Legia Warszawa – Hapoel Tel Awiw 3:2
Po golach Danijela Ljuboji, Marcina Komorowskiego i Miroslava Radovicia Legia pokonała Hapoel 3:2.
Po golach Danijela Ljuboji, Marcina Komorowskiego i Miroslava Radovicia Legia pokonała Hapoel 3:2.
Wcześniej zespoły z obu krajów tylko w czterech meczach spotykały się w rozgrywkach UEFA. Polskie drużyny wygrały trzy spotkania i jedno przegrały. Drużyna Macieja Skorży chciała podtrzymać dobrą passę i zwyciężyć na własnym terenie. Tym bardziej, że w ostatnich siedmiu spotkaniach w europejskich rozgrywkach u siebie Legia przegrała tylko raz.

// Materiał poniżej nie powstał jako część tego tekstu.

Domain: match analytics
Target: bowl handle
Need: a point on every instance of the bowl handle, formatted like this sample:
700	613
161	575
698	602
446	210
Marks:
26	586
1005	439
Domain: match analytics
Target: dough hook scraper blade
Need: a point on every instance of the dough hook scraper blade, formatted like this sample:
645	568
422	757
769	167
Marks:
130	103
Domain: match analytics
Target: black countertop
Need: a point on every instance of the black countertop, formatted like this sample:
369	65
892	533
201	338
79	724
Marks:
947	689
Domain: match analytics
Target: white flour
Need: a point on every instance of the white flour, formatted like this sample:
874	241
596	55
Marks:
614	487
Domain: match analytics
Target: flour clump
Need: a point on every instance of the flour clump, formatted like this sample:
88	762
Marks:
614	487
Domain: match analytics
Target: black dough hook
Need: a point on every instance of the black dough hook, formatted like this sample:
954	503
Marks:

Warszawski zespół rozpoczął od zdecydowanych ataków. Piłkarze Legii konstruowali akcje ofensywne, ale Hapoel dobrze się bronił. W 17. minucie po raz pierwszy groźnie zaatakowali goście – strzał z prawej strony pola karnego oddał niepilnowany Toto Tamuz, ale Dusan Kuciak był na posterunku. W 20. minucie z rzutu wolnego próbował Salim Toama, jednak piłka odbiła się od obrońców.
Dwie minuty później w środku pola faulował Marcin Komorowski, a do rzutu wolnego znów podszedł Toama. Tym razem oddał kąśliwy strzał w prawy róg bramki legionistów, lecz kolejną dobrą interwencją popisał się Kuciak.
Mecz toczył się w środku boiska, ale groźniejsze uderzenia oddawali goście. W 33. minucie Kuciak znów musiał interweniować. Tym razem z 20 metrów strzelał Nosa Igiebior - prosto w bramkarza. W kolejnej akcji goście nie pozostawili już Legii złudzeń. Po dobrym zagraniu z lewej strony boiska, aktywny Toto Tamuz umieścił piłkę w bramce.
Na pięć minut przed przerwą znów zakotłowało się w polu karnym stołecznej drużyny, ale obrońcom udało się wybić piłkę na rzut rożny. Legia odpowiedziała kąśliwym strzałem Danijela Ljuboji, odbitym przez bramkarza Hapoelu, Edela Apoulę.
W pierwszej połowie Legia spisywała się słabo – po niezłym początku, oddała inicjatywę gościom. Nic dziwnego, że w przerwie trener Maciej Skorża zdecydował się na dwie zmiany – Ivicę Vrdoljaka zastąpił Janusz Gol, a Moshe Ohayona – Michał Żyro.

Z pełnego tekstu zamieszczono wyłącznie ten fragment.